Le 14 octobre 2024, le prix Nobel d’économie a été attribué à Daron Acemoglu, Simon Johnson et James A. Robinson pour leurs recherches sur l’influence des institutions sur la prospérité économique. Leurs travaux, tant théoriques qu’empiriques, apportent un éclairage essentiel sur les raisons qui expliquent pourquoi certaines nations sont riches tandis que d’autres peinent à sortir de la pauvreté.
Des écarts de richesse étonnants
Selon les données de la Banque Mondiale, le revenu par habitant au Danemark s’élevait en 2022 à 74 000 dollars, contre seulement 1 900 dollars en Sierra Leone. Cette disparité soulève des questions cruciales : quelles sont les causes profondes de telles différences de richesse ? Pourquoi, même lorsque les pays pauvres connaissent une croissance, ne parviennent-ils pas à rattraper les plus prospères ? Les travaux des lauréats du prix Nobel apportent des réponses éclairantes à ces interrogations.

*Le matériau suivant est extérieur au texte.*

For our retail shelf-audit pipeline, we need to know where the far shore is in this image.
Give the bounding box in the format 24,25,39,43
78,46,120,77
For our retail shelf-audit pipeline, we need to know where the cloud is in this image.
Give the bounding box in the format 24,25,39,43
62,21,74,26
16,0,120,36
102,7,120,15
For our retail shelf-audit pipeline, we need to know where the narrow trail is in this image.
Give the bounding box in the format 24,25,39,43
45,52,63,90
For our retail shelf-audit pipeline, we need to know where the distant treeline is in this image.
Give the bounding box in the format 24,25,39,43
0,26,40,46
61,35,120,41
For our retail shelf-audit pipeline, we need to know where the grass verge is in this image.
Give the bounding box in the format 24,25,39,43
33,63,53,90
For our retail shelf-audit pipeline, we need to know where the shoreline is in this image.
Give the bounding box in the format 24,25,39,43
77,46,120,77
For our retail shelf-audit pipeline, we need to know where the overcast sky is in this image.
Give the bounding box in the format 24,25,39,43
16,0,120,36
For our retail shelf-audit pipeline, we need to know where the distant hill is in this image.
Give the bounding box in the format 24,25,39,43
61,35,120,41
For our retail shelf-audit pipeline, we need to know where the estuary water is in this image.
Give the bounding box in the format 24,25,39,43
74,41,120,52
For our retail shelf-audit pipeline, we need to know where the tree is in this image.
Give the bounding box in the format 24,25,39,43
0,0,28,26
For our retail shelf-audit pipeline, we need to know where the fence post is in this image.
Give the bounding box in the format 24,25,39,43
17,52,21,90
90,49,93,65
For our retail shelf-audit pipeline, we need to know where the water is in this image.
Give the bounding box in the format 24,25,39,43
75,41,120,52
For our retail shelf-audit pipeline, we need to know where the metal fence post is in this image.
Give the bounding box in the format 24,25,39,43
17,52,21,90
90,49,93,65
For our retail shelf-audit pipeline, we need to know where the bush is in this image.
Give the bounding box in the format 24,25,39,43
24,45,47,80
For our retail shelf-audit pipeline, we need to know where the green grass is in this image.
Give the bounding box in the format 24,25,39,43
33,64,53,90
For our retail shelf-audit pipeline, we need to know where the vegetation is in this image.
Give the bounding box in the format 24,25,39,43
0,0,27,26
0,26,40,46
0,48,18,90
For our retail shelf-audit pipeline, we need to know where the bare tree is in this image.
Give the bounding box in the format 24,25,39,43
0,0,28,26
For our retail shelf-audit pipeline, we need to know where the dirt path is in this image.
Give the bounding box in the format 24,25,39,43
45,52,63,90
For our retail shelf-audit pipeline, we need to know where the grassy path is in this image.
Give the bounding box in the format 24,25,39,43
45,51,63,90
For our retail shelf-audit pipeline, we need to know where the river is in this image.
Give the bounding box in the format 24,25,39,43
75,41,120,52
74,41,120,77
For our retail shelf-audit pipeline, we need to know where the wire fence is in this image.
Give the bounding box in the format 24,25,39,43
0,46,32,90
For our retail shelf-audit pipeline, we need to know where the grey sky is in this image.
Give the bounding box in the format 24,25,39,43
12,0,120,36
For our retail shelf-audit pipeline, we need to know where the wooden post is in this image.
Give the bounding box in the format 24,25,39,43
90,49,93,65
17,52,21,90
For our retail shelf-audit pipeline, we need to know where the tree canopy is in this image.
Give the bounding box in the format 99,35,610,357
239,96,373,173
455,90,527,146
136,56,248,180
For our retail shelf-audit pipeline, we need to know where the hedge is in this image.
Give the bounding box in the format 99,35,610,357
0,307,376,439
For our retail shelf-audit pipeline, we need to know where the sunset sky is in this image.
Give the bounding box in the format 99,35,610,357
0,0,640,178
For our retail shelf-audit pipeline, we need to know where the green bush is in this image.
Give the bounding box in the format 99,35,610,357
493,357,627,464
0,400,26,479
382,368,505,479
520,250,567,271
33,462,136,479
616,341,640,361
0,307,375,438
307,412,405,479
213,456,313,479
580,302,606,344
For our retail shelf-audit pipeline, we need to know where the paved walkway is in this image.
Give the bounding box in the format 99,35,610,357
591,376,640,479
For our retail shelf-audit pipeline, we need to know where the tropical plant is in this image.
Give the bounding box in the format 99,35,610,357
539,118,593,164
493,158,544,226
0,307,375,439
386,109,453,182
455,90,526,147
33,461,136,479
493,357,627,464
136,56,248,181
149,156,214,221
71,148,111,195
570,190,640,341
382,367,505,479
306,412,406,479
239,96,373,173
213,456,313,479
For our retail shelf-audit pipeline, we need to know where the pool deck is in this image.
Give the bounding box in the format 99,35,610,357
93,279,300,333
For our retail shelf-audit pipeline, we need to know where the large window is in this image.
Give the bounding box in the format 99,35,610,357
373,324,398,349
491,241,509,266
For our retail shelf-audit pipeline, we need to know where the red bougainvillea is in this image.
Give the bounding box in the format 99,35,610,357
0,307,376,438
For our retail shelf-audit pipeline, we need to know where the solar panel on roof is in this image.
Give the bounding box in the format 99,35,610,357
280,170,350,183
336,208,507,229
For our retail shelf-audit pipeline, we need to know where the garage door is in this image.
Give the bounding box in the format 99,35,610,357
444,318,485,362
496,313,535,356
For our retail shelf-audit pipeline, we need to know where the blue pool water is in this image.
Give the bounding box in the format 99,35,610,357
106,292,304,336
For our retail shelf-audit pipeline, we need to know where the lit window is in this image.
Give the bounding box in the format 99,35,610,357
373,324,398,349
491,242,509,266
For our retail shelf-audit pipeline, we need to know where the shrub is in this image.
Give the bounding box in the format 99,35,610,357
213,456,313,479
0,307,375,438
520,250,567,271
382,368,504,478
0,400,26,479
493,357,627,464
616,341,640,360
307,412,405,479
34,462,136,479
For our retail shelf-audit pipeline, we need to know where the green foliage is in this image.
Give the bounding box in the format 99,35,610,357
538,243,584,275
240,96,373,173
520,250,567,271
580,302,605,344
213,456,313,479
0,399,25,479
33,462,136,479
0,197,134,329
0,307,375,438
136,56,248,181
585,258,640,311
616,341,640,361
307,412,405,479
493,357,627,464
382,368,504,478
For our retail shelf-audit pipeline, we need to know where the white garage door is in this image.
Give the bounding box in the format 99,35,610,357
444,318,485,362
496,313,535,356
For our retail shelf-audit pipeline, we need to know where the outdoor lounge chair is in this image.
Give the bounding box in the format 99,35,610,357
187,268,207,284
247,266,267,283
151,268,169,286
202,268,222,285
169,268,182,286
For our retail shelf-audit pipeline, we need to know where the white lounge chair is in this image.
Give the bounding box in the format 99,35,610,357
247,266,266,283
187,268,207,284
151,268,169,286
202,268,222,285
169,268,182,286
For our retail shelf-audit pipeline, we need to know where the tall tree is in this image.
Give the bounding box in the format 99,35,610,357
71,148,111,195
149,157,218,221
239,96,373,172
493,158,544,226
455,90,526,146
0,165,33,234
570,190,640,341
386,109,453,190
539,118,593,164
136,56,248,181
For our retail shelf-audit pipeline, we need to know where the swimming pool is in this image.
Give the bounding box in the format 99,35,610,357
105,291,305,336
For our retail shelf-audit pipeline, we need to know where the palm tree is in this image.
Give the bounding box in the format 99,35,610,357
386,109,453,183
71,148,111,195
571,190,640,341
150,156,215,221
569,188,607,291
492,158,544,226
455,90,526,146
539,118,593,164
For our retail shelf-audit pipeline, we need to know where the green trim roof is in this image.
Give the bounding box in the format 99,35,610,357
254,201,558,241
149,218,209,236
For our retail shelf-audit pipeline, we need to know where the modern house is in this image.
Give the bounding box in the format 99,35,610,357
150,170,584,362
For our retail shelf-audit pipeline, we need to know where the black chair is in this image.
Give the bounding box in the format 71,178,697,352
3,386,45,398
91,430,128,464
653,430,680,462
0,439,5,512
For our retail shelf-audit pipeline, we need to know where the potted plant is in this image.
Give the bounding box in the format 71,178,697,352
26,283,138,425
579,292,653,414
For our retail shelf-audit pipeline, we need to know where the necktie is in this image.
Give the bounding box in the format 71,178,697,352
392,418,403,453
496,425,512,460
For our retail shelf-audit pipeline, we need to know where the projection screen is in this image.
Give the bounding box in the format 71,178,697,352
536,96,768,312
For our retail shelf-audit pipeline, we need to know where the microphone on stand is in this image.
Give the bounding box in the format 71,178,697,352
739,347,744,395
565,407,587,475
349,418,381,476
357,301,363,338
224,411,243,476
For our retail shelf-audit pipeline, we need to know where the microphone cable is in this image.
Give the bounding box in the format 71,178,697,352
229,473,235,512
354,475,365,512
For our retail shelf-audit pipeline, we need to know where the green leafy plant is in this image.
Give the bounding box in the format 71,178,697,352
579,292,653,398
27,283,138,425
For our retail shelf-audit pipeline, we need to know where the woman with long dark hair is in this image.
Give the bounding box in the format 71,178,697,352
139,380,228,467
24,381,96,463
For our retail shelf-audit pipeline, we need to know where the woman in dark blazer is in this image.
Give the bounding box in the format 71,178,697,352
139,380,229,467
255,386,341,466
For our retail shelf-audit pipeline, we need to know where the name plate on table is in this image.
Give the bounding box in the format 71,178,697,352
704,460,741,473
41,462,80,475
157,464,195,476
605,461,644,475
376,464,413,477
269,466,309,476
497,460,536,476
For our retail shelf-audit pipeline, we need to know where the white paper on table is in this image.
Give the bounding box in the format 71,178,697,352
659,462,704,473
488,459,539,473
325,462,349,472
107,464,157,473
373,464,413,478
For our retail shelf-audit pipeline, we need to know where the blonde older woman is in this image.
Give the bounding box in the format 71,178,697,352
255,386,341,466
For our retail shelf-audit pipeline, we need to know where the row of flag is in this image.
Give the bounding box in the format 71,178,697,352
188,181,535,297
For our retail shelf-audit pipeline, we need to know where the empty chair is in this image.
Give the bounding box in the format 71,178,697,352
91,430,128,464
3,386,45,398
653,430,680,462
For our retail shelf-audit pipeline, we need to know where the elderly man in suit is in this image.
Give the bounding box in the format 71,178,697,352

Institutions : Le moteur de la prospérité
L’une des contributions majeures de ces chercheurs réside dans l’analyse de l’impact des institutions économiques et politiques sur le développement. Acemoglu, Johnson et Robinson soutiennent que la qualité des institutions – incluant les droits de propriété, le système juridique et la gouvernance publique – est un facteur déterminant de la prospérité d’une nation. Les institutions inclusives favorisent la croissance en incitant les individus à investir et à participer économiquement, tandis que les institutions extractives, qui servent principalement une élite, entravent ce développement.
L’héritage de la colonisation
Une autre dimension essentielle des travaux des lauréats est l’examen de l’héritage colonial. Ils montrent que les systèmes politiques et économiques instaurés par les colonisateurs européens à partir du XVIe siècle ont eu des conséquences durables. Dans les colonies où les colons étaient peu nombreux en raison de conditions hostiles (comme une population indigène dense ou des maladies), des institutions extractives ont été mises en place pour exploiter la population locale. En revanche, dans les colonies de peuplement, où de nombreux colons européens se sont établis, des institutions plus inclusives ont émergé, favorisant ainsi la croissance économique à long terme.

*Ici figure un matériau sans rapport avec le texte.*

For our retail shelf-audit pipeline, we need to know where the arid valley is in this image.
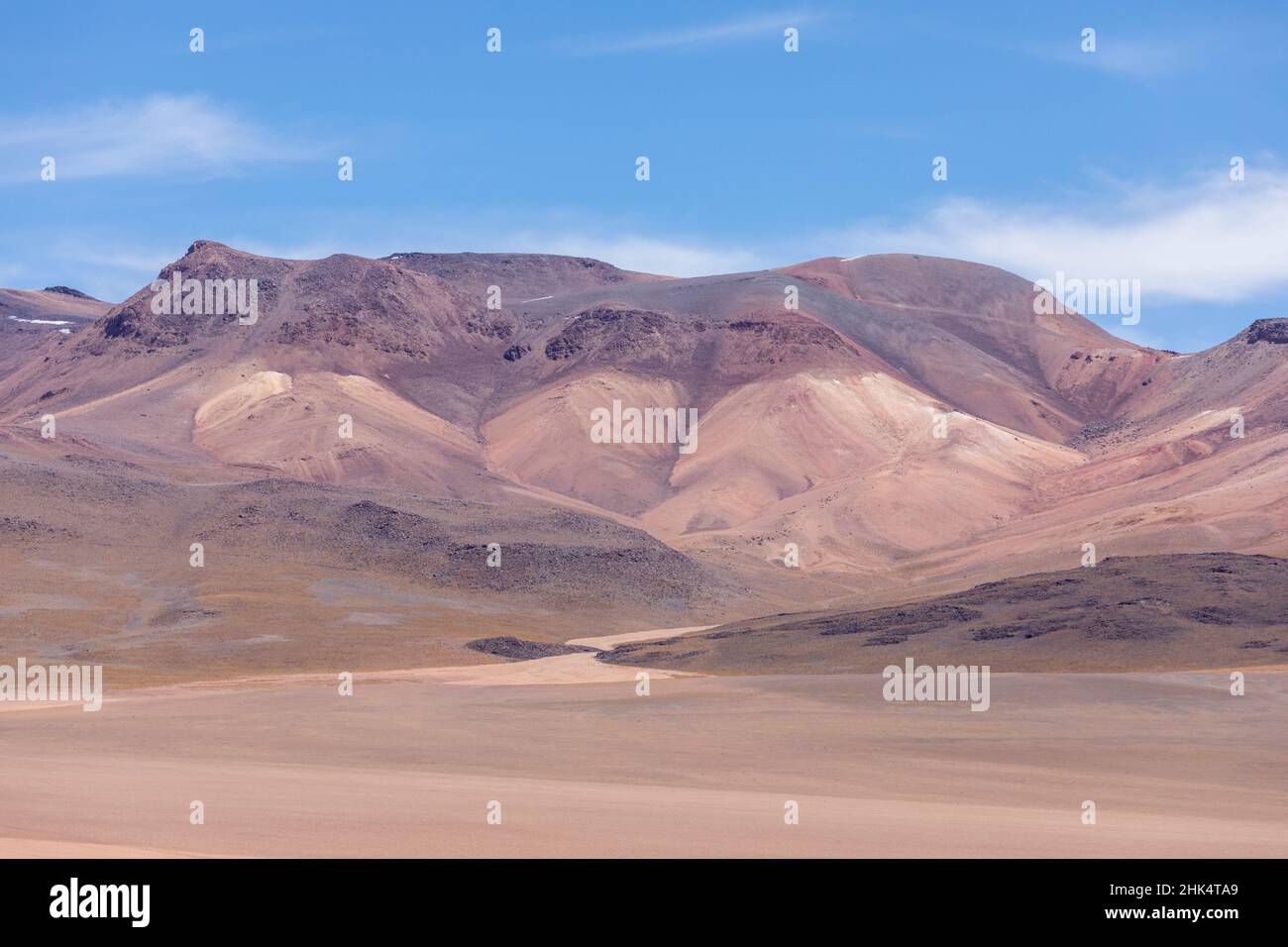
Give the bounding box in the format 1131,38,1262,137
0,241,1288,857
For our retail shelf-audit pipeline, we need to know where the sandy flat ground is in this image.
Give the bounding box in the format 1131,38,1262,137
0,652,1288,857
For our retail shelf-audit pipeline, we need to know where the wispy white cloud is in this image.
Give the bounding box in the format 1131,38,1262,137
1045,34,1195,76
815,170,1288,303
567,10,820,53
0,95,318,181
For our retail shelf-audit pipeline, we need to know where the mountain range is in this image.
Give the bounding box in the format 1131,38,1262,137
0,241,1288,681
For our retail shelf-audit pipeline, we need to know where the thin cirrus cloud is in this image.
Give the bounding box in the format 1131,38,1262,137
0,95,317,183
567,10,819,53
832,170,1288,303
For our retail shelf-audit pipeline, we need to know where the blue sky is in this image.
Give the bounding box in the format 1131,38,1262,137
0,0,1288,351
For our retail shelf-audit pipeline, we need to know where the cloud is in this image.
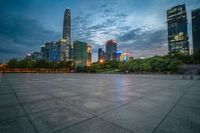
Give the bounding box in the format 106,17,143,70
0,13,59,61
118,28,167,56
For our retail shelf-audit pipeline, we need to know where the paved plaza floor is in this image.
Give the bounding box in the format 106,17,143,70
0,74,200,133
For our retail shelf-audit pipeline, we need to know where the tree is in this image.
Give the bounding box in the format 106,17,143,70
90,64,101,72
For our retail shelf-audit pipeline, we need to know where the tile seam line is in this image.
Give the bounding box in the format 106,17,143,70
6,78,38,133
97,116,135,133
52,116,96,133
151,87,191,133
95,84,172,116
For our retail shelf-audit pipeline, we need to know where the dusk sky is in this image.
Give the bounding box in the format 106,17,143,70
0,0,200,62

Les chercheurs se basent sur des données historiques, notamment les taux de mortalité des colonisateurs, pour établir un lien entre la mortalité élevée et des revenus par habitant faibles aujourd’hui, accompagnés de niveaux élevés de pauvreté et de corruption.
La difficulté de changer de système
Acemoglu, Johnson et Robinson ont également développé un cadre théorique qui explique pourquoi certaines sociétés demeurent piégées dans des institutions extractives. Ce phénomène est lié à un conflit d’intérêts entre les élites dirigeantes et la population. Tant que le système politique favorise les élites, la population doute de la crédibilité des promesses de réforme économique. À l’inverse, un nouveau système politique, où les dirigeants peuvent être remplacés, pourrait permettre d’engager des réformes économiques bénéfiques.

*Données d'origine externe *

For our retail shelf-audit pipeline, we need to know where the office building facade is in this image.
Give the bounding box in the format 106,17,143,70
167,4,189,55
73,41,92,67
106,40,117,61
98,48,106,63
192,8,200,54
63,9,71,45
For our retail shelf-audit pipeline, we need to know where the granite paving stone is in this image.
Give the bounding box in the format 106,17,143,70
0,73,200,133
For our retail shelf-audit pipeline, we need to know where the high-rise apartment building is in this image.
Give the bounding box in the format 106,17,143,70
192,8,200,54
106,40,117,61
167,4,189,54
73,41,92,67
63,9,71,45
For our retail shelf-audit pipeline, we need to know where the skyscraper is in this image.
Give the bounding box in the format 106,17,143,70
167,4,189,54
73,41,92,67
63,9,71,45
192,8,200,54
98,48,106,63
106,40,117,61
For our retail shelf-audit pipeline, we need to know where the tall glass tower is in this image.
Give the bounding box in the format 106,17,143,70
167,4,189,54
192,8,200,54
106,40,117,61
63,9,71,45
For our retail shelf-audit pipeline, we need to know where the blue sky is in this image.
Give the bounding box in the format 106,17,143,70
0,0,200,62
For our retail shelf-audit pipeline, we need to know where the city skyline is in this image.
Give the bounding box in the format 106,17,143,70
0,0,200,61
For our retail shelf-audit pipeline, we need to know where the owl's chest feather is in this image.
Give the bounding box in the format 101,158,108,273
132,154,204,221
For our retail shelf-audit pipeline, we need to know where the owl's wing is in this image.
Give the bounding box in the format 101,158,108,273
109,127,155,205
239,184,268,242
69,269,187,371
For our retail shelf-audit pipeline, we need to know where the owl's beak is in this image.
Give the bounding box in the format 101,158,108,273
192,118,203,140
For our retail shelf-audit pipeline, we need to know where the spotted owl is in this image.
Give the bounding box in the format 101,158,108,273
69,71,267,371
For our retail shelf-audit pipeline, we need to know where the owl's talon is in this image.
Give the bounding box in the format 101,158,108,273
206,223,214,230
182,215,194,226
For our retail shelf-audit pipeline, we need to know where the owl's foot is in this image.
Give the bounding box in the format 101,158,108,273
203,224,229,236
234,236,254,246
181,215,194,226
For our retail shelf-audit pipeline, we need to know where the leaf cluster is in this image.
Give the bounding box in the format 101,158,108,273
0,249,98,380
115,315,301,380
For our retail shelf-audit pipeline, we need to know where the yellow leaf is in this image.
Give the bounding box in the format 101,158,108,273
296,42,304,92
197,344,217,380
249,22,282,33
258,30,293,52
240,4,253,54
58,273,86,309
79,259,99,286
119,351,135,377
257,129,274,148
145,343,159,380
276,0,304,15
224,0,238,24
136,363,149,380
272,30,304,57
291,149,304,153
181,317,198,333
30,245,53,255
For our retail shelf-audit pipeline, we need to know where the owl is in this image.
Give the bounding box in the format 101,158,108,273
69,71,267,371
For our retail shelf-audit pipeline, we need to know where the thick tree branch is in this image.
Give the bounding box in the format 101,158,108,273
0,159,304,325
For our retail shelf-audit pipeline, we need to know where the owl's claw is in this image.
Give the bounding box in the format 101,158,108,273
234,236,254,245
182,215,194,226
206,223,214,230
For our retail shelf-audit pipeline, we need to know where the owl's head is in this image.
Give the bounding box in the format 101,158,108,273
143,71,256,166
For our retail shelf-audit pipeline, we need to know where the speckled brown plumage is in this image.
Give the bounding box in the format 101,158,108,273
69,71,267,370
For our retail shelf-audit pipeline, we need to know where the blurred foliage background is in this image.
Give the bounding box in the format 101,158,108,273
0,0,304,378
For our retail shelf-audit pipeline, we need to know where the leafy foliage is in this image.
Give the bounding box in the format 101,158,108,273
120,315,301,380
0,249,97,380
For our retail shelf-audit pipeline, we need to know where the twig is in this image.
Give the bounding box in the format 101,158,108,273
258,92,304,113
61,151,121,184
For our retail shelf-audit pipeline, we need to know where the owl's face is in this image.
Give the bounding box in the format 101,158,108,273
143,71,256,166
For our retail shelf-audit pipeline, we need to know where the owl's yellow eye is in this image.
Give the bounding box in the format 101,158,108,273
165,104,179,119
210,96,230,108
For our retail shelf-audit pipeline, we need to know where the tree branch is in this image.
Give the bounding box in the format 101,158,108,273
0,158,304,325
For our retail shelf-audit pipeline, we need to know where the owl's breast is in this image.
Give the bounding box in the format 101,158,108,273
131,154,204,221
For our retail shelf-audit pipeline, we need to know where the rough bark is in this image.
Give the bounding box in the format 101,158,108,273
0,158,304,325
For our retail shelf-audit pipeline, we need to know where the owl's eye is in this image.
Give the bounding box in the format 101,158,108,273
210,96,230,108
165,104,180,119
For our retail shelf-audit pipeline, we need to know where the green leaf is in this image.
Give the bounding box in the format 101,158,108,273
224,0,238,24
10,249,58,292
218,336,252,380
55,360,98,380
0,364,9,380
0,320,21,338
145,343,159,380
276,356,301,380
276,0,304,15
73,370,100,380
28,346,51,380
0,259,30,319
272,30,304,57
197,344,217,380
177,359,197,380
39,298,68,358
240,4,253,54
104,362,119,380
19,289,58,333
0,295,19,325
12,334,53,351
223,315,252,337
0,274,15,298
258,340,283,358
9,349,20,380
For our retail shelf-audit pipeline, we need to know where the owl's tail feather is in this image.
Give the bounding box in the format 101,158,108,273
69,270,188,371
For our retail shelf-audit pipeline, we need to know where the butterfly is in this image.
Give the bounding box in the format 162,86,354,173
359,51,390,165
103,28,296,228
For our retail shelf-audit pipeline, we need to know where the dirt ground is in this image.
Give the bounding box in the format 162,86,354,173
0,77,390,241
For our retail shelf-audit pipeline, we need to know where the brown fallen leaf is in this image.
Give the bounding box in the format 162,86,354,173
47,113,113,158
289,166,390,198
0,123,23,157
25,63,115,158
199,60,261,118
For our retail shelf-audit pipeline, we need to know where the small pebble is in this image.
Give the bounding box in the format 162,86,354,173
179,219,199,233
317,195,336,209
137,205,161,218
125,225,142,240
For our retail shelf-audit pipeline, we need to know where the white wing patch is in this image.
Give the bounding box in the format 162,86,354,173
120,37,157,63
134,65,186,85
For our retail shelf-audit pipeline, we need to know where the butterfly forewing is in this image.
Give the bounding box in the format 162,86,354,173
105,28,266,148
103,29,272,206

Cependant, les élites sont souvent réticentes à abandonner leur pouvoir par crainte de perdre leurs privilèges, ce qui complique la transition vers des institutions plus inclusives et démocratiques.
Mobilisation populaire et transition démocratique
De manière fascinante, l’incapacité des élites à tenir des promesses crédibles peut aussi expliquer les transitions vers la démocratie. Même dans les régimes non démocratiques, la population, bien qu’elle manque de pouvoir politique formel, possède un levier puissant : son nombre. En se mobilisant, elle peut représenter une menace révolutionnaire pour les élites, qui peuvent alors se retrouver face à un dilemme : céder le pouvoir ou risquer des violences insurrectionnelles. Dans de tels cas, les élites peuvent choisir d’introduire des réformes démocratiques pour éviter des conflits violents, ouvrant la voie à des politiques économiques favorables à la croissance et à une meilleure redistribution des richesses.
Le prix Nobel d’économie 2024 met en lumière l’importance cruciale des institutions dans le développement économique des nations. Les travaux de Daron Acemoglu, Simon Johnson et James A. Robinson offrent un cadre analytique riche pour comprendre les dynamiques complexes qui sous-tendent les inégalités de richesse entre pays. En éclairant le rôle des institutions, leurs recherches soulignent que des réformes institutionnelles peuvent être essentielles pour permettre aux nations de sortir du piège de la pauvreté et d’aspirer à un avenir plus prospère.